We work closely with you to identify the optimal strategy for your study. Our global feasibility team, in close collaboration with local Site Coordinators and PIs, provide insight on key country-specific clinical considerations to support critical decision-making in your development program. These include, for example, top-level feasibility and site-level feasibility gained from detailed feedback from our clinical research sites. We will help determine important parameters such as:
Relative recruitment potential
Most favorable countries
Local standard of care, including availability and national reimbursement
Viable patient assessments
Potential study and/or recruitment challenges
Competitive trial landscape
Protocol review and investigator grants
However, basing operational strategy on site-level feasibility alone is insufficient. Utilizing our internal intelligence base combined with proprietary data sets, we evaluate the epidemiological and competitive trial landscapes, and assess the impact of country-level approval and reimbursement of standard-of-care therapies currently on the market. This comprehensive analysis is ultimately compiled into a detailed report that provides you a realistic and comprehensive outlook on the landscape for your trial, with key recommendations to guide your study planning.

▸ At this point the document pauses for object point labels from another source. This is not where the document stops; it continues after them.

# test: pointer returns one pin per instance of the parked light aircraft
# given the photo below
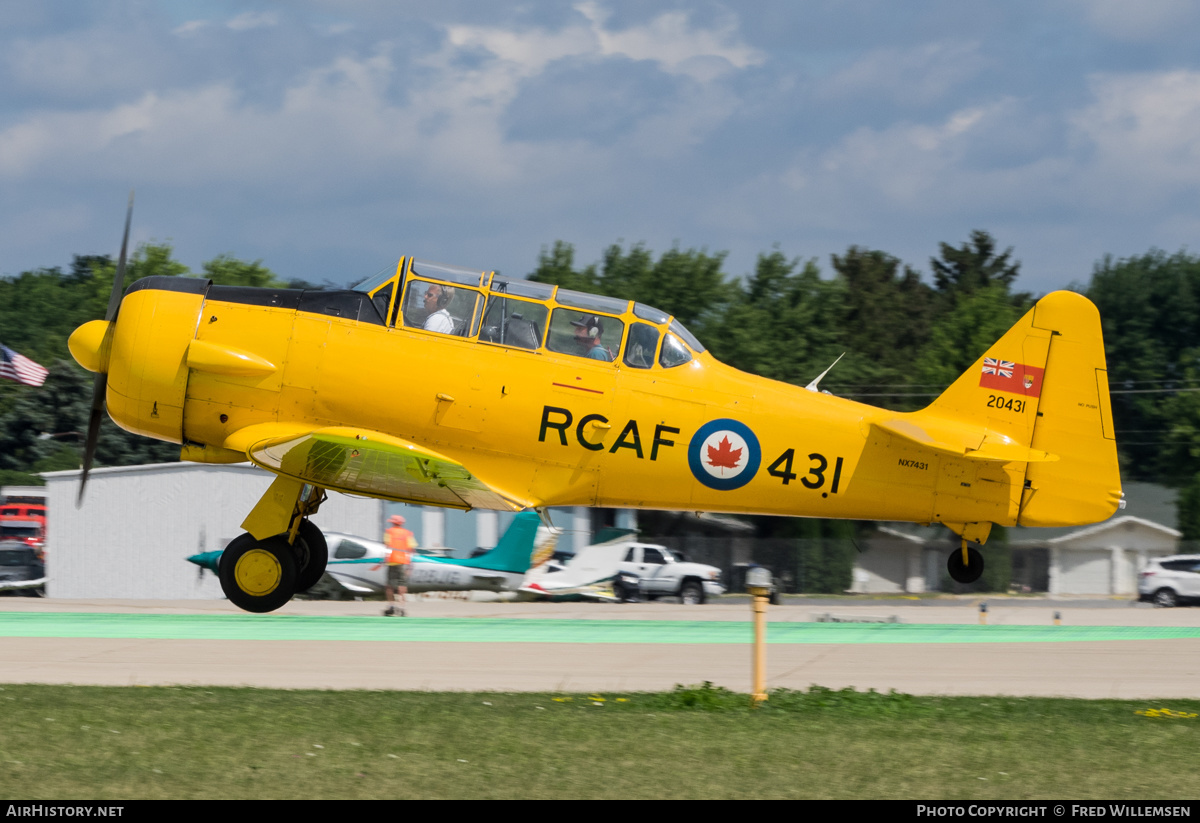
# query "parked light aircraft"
(358, 565)
(441, 385)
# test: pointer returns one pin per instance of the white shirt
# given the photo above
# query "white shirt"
(439, 320)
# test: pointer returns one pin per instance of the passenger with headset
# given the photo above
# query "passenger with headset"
(587, 335)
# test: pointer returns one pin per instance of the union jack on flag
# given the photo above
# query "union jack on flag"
(21, 368)
(999, 367)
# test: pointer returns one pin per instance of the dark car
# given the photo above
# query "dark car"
(22, 570)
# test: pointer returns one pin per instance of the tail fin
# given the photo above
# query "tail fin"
(514, 551)
(1042, 396)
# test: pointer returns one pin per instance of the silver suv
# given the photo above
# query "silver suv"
(1170, 581)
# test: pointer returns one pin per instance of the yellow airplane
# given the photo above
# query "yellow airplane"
(439, 385)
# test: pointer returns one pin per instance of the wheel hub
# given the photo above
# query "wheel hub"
(258, 572)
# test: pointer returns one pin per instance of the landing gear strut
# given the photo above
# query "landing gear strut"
(965, 564)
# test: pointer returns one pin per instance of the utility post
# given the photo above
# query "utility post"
(759, 586)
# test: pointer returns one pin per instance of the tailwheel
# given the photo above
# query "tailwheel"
(311, 553)
(258, 575)
(965, 570)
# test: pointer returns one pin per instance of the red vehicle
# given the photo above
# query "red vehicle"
(16, 520)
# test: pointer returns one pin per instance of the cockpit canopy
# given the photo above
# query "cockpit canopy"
(519, 313)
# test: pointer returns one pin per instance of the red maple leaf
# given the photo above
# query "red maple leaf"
(724, 456)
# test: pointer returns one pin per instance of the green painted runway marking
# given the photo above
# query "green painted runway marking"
(508, 630)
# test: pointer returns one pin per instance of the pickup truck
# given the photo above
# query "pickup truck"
(659, 572)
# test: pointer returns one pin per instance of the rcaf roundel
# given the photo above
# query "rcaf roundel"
(724, 455)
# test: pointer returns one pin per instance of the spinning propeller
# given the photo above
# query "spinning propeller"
(100, 385)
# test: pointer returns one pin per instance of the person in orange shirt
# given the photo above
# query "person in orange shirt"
(400, 559)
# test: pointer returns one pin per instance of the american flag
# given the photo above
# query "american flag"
(1000, 367)
(21, 368)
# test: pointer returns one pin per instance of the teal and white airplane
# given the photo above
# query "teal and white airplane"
(358, 566)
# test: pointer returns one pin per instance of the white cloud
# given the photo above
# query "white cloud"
(1144, 132)
(190, 28)
(669, 40)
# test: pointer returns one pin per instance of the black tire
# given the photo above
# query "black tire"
(312, 556)
(258, 576)
(969, 572)
(621, 593)
(1167, 599)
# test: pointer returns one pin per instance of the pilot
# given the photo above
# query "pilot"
(437, 298)
(587, 336)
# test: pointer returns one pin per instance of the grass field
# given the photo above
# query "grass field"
(131, 743)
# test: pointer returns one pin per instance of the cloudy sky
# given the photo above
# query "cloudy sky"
(329, 138)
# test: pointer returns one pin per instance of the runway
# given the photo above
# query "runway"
(1111, 650)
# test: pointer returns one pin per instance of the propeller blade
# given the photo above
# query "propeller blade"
(100, 386)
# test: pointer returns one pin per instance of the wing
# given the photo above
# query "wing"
(363, 462)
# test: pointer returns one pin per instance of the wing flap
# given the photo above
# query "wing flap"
(364, 462)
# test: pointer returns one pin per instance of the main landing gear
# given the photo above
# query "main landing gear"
(263, 575)
(965, 564)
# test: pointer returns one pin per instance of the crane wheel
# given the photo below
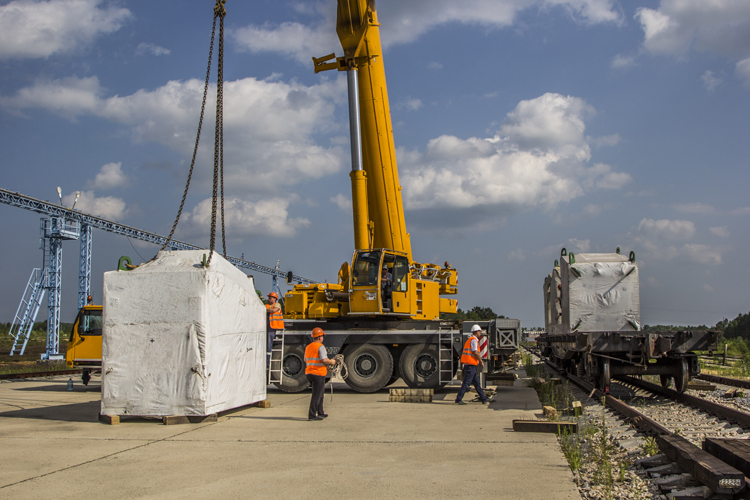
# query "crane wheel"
(419, 366)
(294, 379)
(370, 367)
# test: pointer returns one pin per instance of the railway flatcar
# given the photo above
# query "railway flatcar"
(593, 330)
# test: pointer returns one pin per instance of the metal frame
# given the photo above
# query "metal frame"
(67, 224)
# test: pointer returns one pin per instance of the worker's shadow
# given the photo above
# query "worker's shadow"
(259, 417)
(62, 386)
(77, 412)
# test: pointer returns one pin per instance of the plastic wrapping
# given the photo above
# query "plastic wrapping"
(600, 292)
(180, 339)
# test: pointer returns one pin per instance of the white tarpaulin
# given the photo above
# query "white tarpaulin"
(180, 339)
(600, 293)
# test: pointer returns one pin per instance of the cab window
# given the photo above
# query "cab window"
(400, 272)
(91, 323)
(366, 269)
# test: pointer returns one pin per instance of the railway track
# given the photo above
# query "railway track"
(680, 424)
(11, 376)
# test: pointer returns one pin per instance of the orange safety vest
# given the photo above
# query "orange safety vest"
(275, 319)
(315, 365)
(467, 357)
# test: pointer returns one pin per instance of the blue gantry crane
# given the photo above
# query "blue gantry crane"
(61, 224)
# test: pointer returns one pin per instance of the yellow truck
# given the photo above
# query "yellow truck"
(383, 312)
(85, 343)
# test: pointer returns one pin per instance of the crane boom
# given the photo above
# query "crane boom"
(383, 279)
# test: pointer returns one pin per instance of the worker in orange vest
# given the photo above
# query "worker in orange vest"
(274, 323)
(316, 358)
(470, 359)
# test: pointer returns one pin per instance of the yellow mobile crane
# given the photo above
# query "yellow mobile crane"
(383, 313)
(380, 238)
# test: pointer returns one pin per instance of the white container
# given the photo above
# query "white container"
(180, 339)
(598, 292)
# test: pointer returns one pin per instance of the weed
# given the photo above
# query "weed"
(650, 447)
(623, 469)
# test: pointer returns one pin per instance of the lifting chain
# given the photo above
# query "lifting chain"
(219, 12)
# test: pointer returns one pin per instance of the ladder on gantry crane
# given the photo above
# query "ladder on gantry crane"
(27, 310)
(86, 223)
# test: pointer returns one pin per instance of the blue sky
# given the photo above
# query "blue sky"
(522, 126)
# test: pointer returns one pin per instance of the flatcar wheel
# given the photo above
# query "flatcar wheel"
(682, 378)
(605, 378)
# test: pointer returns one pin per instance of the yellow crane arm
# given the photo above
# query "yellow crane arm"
(378, 219)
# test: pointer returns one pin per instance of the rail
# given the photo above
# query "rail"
(721, 478)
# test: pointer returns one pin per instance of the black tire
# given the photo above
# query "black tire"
(293, 378)
(682, 377)
(369, 366)
(605, 379)
(419, 366)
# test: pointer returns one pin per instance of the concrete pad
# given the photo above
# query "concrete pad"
(52, 444)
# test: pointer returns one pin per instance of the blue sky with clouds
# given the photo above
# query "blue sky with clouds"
(522, 126)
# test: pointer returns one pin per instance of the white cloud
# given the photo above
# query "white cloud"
(268, 125)
(695, 208)
(517, 254)
(664, 228)
(410, 103)
(702, 254)
(580, 246)
(607, 140)
(592, 210)
(678, 25)
(267, 217)
(108, 207)
(404, 22)
(33, 28)
(538, 159)
(710, 81)
(622, 62)
(152, 49)
(721, 231)
(109, 176)
(343, 202)
(742, 70)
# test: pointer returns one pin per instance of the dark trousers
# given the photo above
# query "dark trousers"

With collaboration from our medical and operations teams, we review your study design and protocol and can give you guidance about feasibility in any stage of the trial. Depending on your needs, we offer a complementary, blinded feasibility study conducted during the early pre-award phase, in addition to in-depth analysis and data to support continued joint discussions and preparations for your project.
Pre-study feasibility evaluations can be especially beneficial, particularly if you will be conducting a rare disease trial. We’ll develop customized questionnaires to derive the relevant information. Post-award, our experts can provide support with GDPR, navigating the privacy notices for investigators and staff. We will tailor our work based on your needs, budget, and the complexity of your study.